自分のアイデンティティを失っていると感じ、意識が飛んでいることがあるなら、もしかしたらただの物忘れではなく解離性障害という病気かもしれません。
過去に重篤な精神的ストレスを受けたことがあるなら、さらに解離性障害である可能性はアップします。

解離性障害はカテゴリーの種類がとても多いという特徴があり、ご家族など周りからの病気に対する理解がとても大切です。
本ページでは発症原因や症状、治療方法など、解離性障害についてまとめました。
今ご自身の状態に悩んでいる方はもちろんのこと、解離性障害に似た症状の方が身近にいて助けになりたいとお考えの方などの一助になれれば幸いです。

解離性障害とは

自分が自分である認識がなくなってしまう病気が、解離性障害です。
解離性障害の患者さんにはさまざまな症状があり、初めて訪れた場所に気が付いたら自覚なく到着している、カプセルの中にすっぽりと覆われているように現実感を感じられない、一定の記憶が完全に消えてしまうなどがあります。
解離性障害の解離性同一性障害(多重人格障害)は、一人の患者さんの中に複数の人格が出現するという疾患です。
1つの人格が出現している間には他の人格が出ていたときの記憶が消えているケースが多いことから、日常生活を送る上でいろいろな困難が生じます。

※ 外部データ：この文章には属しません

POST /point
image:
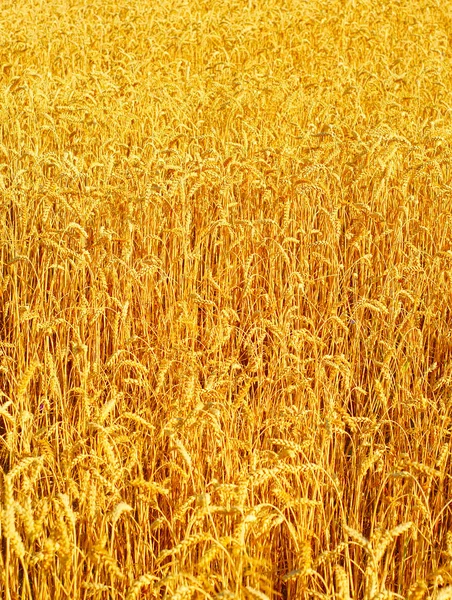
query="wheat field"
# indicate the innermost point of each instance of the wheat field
(225, 299)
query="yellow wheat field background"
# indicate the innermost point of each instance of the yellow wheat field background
(225, 299)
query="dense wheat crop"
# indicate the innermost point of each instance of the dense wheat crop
(225, 299)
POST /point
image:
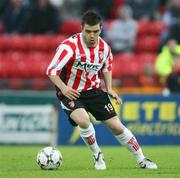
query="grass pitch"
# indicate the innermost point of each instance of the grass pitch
(20, 162)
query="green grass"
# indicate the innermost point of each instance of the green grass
(20, 162)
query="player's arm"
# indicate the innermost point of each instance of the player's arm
(107, 77)
(62, 56)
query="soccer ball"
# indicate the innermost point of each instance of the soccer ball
(49, 158)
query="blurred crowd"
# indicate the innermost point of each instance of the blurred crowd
(121, 31)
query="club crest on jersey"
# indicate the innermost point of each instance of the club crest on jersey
(71, 104)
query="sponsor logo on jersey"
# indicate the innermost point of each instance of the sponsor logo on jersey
(87, 67)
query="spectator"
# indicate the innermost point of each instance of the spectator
(3, 6)
(122, 33)
(168, 61)
(102, 7)
(144, 9)
(44, 18)
(15, 17)
(172, 20)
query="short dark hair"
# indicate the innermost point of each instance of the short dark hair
(91, 18)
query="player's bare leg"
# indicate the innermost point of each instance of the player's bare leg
(126, 138)
(87, 133)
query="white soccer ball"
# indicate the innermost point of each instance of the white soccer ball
(49, 158)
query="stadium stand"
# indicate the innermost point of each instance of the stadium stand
(24, 58)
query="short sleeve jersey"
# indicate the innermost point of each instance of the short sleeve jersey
(78, 65)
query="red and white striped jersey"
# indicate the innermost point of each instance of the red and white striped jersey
(79, 65)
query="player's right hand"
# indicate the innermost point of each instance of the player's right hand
(70, 93)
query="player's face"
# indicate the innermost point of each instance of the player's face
(91, 34)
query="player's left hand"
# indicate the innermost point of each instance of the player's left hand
(114, 95)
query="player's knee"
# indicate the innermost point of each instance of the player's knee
(81, 118)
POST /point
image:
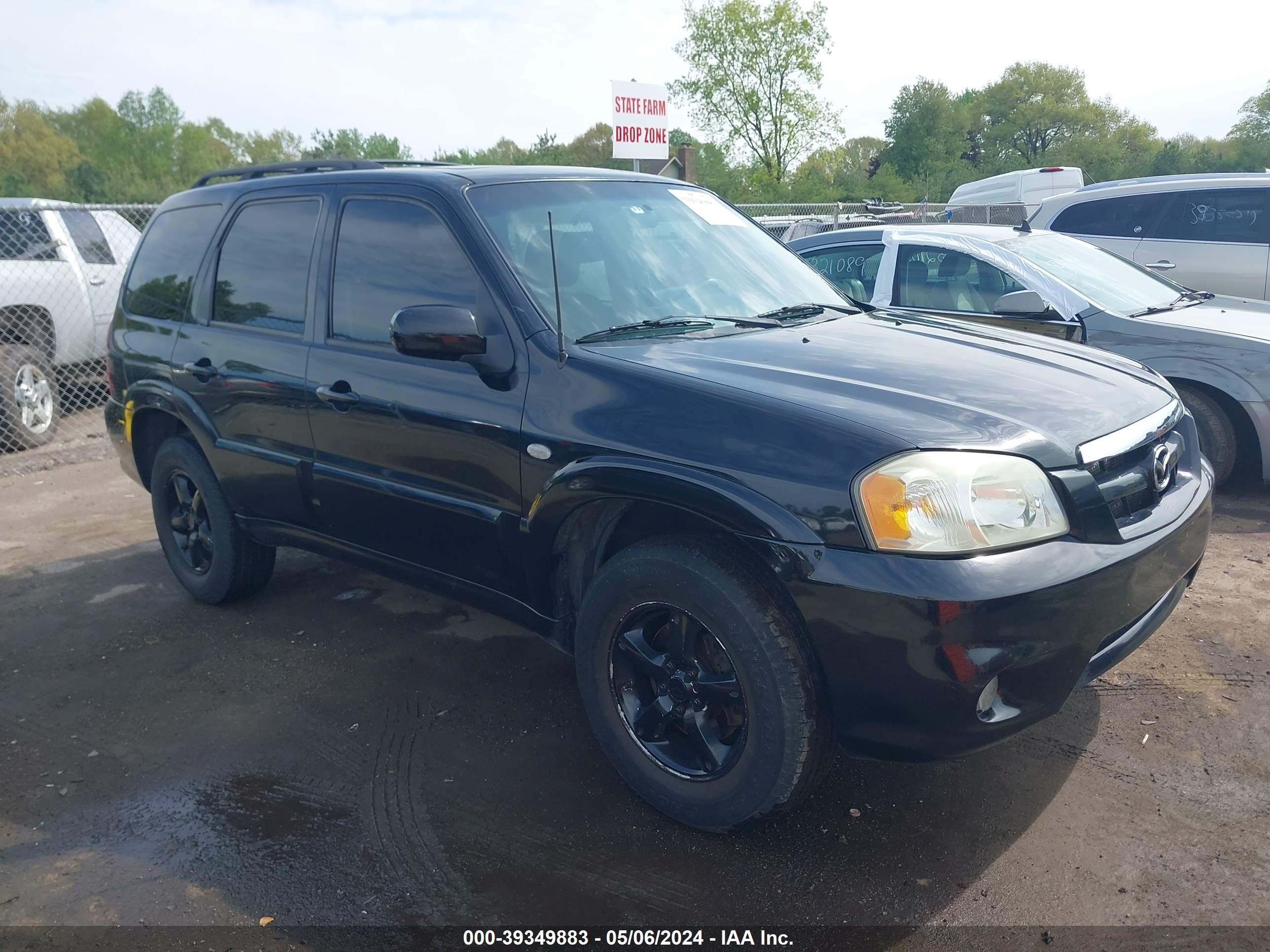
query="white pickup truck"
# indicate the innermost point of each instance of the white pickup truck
(60, 273)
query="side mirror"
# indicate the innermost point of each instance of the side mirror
(1023, 304)
(436, 332)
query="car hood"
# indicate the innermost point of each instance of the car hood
(929, 381)
(1235, 316)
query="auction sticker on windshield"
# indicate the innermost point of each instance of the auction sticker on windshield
(709, 207)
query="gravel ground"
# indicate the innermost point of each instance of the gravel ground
(346, 750)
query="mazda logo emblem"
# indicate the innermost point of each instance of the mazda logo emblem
(1161, 466)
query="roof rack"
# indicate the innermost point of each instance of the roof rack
(299, 168)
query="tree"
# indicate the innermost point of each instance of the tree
(927, 133)
(1033, 108)
(753, 78)
(351, 144)
(1254, 117)
(35, 159)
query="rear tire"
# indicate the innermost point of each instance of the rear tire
(768, 737)
(1217, 439)
(206, 549)
(30, 404)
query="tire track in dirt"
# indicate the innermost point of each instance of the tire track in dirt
(543, 851)
(400, 821)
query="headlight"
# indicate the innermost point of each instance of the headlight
(940, 502)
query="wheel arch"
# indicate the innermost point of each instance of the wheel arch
(157, 411)
(31, 325)
(1249, 450)
(592, 510)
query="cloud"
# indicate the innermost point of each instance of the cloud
(442, 75)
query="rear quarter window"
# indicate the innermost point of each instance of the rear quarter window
(1123, 216)
(1229, 215)
(25, 238)
(164, 267)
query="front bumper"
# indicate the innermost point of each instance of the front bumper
(907, 645)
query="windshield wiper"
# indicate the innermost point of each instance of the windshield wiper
(640, 325)
(793, 312)
(1193, 296)
(690, 322)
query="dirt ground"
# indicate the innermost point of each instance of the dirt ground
(346, 750)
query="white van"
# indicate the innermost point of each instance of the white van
(1025, 187)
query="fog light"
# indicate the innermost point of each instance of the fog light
(987, 699)
(989, 706)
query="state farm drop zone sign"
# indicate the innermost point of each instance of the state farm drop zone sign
(639, 121)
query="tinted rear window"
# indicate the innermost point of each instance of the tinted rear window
(1125, 216)
(168, 261)
(262, 278)
(23, 238)
(1237, 215)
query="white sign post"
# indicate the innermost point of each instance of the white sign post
(639, 122)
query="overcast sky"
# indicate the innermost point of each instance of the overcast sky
(442, 75)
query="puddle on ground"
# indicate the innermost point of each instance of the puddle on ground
(266, 808)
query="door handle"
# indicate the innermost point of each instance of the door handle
(329, 395)
(202, 370)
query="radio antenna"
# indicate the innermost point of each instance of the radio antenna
(556, 281)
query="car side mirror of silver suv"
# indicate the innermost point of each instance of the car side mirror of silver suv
(1023, 304)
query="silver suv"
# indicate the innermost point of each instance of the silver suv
(1209, 233)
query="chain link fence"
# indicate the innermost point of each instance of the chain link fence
(61, 266)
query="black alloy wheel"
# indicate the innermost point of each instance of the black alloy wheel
(677, 691)
(190, 522)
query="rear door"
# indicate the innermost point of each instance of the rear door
(1213, 240)
(243, 360)
(416, 459)
(959, 285)
(1117, 224)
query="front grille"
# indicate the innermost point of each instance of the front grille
(1127, 480)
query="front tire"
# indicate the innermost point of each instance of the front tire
(1217, 439)
(30, 406)
(208, 551)
(700, 684)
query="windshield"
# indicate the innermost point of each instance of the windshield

複数の人格が現れる原因は、辛い過去の記憶を自ら消し去ろうという防衛反応の一つだといわれています。
家族やお知り合いなど周りの方たちが、患者さんの解離性障害という病気に理解を示すことが重要になります。
また、治療を効果的に行うには、患者さんにとって安心感を持てる環境づくりが力となります。

解離性障害になる原因

人間は基本的に知覚、意識、記憶、アイデンティティ(自我同一性)が一つにまとまっている存在です。
心理学などにおけるアイデンティティという言葉は、場面や時を超越して人間には一つの人格を持っており、自分のことを自分として確信するための自我統一をすることを意味します。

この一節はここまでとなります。